Dário – Várias entidades nacionais e internacionais – Missionários Combonianos Brasil Nordeste, Fórum Reage São Luís, Fórum Carajás, Sociedade Maranhense dos Direitos Humanos, Cáritas, CUT e o Sindicato dos Ferroviários Maranhão-Tocantins. Essas foram as primeiras entidades que se uniram a partir de uma série de lutas populares fragmentadas e da experiência do Fórum de Carajás, mais antiga, que andava enfraquecida.

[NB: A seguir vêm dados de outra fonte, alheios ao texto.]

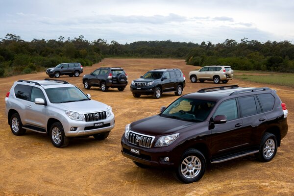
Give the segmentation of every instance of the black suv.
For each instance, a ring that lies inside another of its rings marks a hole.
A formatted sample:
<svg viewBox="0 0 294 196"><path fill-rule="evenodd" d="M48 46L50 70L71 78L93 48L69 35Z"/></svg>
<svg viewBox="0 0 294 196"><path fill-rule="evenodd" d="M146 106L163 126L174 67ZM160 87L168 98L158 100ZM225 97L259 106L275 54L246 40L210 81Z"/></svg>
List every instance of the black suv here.
<svg viewBox="0 0 294 196"><path fill-rule="evenodd" d="M109 88L117 88L122 91L127 85L127 74L120 67L105 67L97 69L83 77L84 87L90 89L91 86L101 88L105 92Z"/></svg>
<svg viewBox="0 0 294 196"><path fill-rule="evenodd" d="M180 96L186 85L185 79L185 75L178 69L155 69L132 81L131 91L135 98L152 95L154 98L159 98L163 93L171 92Z"/></svg>
<svg viewBox="0 0 294 196"><path fill-rule="evenodd" d="M46 74L50 77L59 77L62 75L78 77L82 73L83 66L80 63L61 63L54 68L47 69L46 71Z"/></svg>
<svg viewBox="0 0 294 196"><path fill-rule="evenodd" d="M182 181L195 182L208 163L252 154L270 161L287 133L288 113L267 87L203 89L127 124L122 152L139 167L172 168Z"/></svg>

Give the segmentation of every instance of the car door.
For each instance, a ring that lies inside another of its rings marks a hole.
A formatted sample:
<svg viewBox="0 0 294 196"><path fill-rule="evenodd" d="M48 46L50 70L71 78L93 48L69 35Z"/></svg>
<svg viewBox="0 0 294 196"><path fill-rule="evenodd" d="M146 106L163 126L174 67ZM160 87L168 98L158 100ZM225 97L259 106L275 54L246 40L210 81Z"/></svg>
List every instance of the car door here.
<svg viewBox="0 0 294 196"><path fill-rule="evenodd" d="M221 103L213 116L225 115L227 122L216 124L211 129L211 147L214 156L237 151L244 145L242 132L242 120L240 117L236 99Z"/></svg>
<svg viewBox="0 0 294 196"><path fill-rule="evenodd" d="M37 128L40 131L46 131L47 124L46 106L44 105L38 105L35 103L36 98L43 98L45 102L46 99L42 90L39 88L33 87L30 96L30 101L27 104L26 115L27 123ZM35 127L34 127L35 128ZM44 129L44 130L42 130Z"/></svg>

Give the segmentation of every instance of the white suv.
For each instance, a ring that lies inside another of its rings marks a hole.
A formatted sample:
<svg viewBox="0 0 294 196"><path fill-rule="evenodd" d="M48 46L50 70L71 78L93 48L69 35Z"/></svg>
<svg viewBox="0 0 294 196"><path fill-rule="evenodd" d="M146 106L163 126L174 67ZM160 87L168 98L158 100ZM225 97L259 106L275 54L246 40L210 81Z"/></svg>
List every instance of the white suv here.
<svg viewBox="0 0 294 196"><path fill-rule="evenodd" d="M203 82L205 80L212 80L216 84L220 81L224 84L233 79L234 71L230 66L214 65L205 66L198 71L192 71L189 74L191 82L199 80Z"/></svg>
<svg viewBox="0 0 294 196"><path fill-rule="evenodd" d="M90 98L65 81L20 80L6 94L5 113L14 135L47 133L54 146L62 147L69 137L104 139L114 128L111 107Z"/></svg>

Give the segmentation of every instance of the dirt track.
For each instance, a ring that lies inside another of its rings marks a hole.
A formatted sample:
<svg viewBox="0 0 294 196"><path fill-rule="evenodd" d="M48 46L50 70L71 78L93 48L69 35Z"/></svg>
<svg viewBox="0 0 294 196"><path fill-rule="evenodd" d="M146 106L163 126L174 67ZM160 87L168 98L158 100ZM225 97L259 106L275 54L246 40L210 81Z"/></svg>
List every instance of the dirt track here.
<svg viewBox="0 0 294 196"><path fill-rule="evenodd" d="M220 196L294 195L294 89L248 83L234 79L226 85L274 88L286 103L290 114L289 128L273 160L257 161L249 156L209 166L198 182L182 184L172 174L157 169L143 169L121 153L120 140L125 125L158 113L177 98L173 93L163 94L159 99L151 96L134 98L129 85L123 92L112 89L86 90L82 75L99 66L120 66L128 74L129 83L152 69L179 68L186 76L183 94L215 86L212 82L192 83L189 72L195 67L182 60L106 59L92 67L84 67L78 77L62 76L60 79L74 84L92 98L111 105L115 115L115 127L102 141L92 137L75 139L69 146L57 148L45 134L27 131L23 136L11 132L4 115L4 98L15 81L42 79L44 73L0 78L0 196ZM220 85L221 85L220 84Z"/></svg>

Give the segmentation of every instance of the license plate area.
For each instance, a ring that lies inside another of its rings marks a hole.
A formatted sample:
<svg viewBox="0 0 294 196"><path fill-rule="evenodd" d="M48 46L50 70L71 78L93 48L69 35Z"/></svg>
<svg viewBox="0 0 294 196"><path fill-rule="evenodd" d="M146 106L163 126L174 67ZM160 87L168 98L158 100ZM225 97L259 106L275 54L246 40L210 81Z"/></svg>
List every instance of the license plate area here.
<svg viewBox="0 0 294 196"><path fill-rule="evenodd" d="M132 147L131 147L131 149L130 149L130 152L138 155L140 155L141 154L141 152L139 149L133 148Z"/></svg>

Ibase – E quando foi criada?

Dário – Desde o final de 2007. Depois, muitos outros parceiros significativos se juntaram à iniciativa, entre os quais Ibase, Rede Brasileira de Justiça Ambiental, Articulação Siderurgia, Grupo de Trabalho sobre Racismo Ambiental, Movimento pelas Serras e Águas de Minas, Movimento dos Atingidos por Barragens (MAB), Comissão Pastoral da Terra (CPT) de Marabá, Associação Juízes para a Democracia, as Dioceses de Imperatriz e de Viana, que são atravessadas pela ferrovia, e alguns professores e estagiários, tanto nas áreas de Sociologia e Direito, que nos auxiliam em pesquisas.

Ibase – Quem quiser participar diretamente da campanha, deve fazer o quê?

Dário – As pessoas podem acessar o nosso site, para conhecer melhor o trabalho. Além disso, há várias outras formas de participar, como denunciar, levantar informações que nos ajudem a entender o que está acontecendo nos vários lugares onde a Vale atua. Estudantes universitários, principalmente nas áreas do Direito, da Sociologia e do Meio Ambiente, podem nos apoiar com seus conhecimentos. Além disso, estamos precisando muito do apoio de comunicadores para divulgar essas idéias, produzir documentários. Estamos também buscando voluntários que possam circular entre os povoados para apresentar palestras sobre educação popular. Enfim, há muito o que fazer, é só nos procurar.